Damar picked it up between his thumb and forefinger, and immediately let out a startled shout. Where the implant touched his skin, a sensation like thousands of shards of broken glass spread up his fingertips up into his elbow and shoulder, all the way into the base of his skull.

“I think,” Weyoun said raggedly as Damar threw the implant to the floor, clutching his wrist in a vain attempt to stem the bleeding, “my successor may still be trying to kill me.”


	6. Red Alert

The station was quiet when Ziyal slipped off of the transport and made her way to her quarters, exhausted and longing to collapse onto her own bed and sleep for at least twelve hours. When she raised the lights however, it was clear that would have to remain a fantasy for the time being. Nerys was waiting for her on the sofa, a challenging expression on her face.

“You know, when I noticed you’d left the station, I  _ hoped  _ you were just visiting Bajor,” she started. “But then I saw that transport to Prophet’s Landing on the departure logs. Coincidentally, there was also a Cardassian transport visiting Prophet’s Landing yesterday.”

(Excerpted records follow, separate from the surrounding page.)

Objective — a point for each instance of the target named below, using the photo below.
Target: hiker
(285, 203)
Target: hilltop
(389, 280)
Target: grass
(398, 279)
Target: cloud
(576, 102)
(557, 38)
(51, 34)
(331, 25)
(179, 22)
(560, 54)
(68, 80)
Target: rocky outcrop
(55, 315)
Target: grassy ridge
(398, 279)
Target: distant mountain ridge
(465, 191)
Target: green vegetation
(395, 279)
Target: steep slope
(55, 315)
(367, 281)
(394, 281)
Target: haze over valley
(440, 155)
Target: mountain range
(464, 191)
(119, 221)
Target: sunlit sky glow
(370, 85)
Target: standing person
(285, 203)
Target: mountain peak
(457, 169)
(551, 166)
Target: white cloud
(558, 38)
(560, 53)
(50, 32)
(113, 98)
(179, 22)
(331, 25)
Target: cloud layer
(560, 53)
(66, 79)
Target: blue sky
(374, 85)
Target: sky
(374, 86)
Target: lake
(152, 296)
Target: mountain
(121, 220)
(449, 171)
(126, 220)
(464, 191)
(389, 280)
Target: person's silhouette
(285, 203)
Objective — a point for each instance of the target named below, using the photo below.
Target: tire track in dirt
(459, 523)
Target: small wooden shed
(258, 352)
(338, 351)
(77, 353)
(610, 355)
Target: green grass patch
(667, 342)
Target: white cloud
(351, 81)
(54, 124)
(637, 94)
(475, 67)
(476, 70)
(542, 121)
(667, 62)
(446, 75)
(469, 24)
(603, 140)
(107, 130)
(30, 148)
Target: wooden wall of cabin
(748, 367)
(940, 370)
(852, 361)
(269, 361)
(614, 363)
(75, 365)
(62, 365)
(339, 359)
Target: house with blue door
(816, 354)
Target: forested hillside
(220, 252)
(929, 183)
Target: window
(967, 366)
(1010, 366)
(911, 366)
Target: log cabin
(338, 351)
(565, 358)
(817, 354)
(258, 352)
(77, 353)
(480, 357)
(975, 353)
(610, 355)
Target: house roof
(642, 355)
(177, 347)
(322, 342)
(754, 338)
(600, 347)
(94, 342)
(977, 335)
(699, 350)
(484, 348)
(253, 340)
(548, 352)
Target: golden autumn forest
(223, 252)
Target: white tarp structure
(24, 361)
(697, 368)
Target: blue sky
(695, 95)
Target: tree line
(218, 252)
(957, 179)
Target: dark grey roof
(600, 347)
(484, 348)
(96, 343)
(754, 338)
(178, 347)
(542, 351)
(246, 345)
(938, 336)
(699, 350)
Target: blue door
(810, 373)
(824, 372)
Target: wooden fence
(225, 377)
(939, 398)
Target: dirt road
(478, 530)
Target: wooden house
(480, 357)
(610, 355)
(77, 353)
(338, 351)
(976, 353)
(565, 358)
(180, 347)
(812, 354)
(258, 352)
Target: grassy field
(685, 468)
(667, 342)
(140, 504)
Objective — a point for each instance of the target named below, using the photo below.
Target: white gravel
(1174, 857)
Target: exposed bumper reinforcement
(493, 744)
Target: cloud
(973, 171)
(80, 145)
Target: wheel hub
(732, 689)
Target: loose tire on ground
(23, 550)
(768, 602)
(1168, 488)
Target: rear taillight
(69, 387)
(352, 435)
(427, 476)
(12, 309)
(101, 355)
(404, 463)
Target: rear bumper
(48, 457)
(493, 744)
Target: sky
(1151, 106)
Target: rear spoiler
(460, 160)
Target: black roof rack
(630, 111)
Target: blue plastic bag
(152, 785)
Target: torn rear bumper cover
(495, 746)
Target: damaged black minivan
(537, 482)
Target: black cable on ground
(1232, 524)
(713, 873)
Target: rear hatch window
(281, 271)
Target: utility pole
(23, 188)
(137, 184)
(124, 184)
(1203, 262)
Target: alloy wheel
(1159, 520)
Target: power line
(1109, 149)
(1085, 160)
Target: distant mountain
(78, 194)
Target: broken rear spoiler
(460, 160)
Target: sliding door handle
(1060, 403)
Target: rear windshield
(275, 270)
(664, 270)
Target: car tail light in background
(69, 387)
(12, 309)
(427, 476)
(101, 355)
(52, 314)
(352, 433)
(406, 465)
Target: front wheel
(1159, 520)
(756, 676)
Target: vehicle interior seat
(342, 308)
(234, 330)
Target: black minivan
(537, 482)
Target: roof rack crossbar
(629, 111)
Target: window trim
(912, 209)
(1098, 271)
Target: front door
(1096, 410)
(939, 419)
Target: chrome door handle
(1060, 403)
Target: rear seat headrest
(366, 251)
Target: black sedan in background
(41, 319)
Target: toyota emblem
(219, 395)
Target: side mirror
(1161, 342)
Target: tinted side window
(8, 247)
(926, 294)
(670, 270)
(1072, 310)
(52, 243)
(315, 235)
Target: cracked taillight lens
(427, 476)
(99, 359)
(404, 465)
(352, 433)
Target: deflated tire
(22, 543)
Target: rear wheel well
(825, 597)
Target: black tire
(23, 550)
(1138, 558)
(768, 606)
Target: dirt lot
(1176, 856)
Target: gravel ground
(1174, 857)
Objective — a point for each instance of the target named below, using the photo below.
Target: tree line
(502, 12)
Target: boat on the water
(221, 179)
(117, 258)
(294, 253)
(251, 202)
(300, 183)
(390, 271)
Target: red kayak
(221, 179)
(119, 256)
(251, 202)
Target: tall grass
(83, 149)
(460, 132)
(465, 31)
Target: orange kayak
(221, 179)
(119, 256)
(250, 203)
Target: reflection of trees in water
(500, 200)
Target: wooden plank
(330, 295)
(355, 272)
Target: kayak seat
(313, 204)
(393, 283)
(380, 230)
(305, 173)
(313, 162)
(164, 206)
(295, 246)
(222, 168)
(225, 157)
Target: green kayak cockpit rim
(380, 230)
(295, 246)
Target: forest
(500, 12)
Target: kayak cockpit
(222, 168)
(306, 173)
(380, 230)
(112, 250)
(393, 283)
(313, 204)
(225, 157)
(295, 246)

“From the Institute of Art,” Ziyal interrupted. “I was visiting a friend-”

“Irya Kovat?” Nerys asked.

“Yes. She brought me some of my paintings that-”

“A member of a fledgling dissident group based out of the Institute. And you just happened to meet up with her the day after the Federation receives a goldmine of Dominion intelligence?”

“You, of all people-”

“Should what?” Nerys challenged. “Should understand? I do.  _ Of course _ I do, but if Starfleet knew about it, if I knew about it, the Dominion could have figured it out just as easily. What do you think might have happened if they did?”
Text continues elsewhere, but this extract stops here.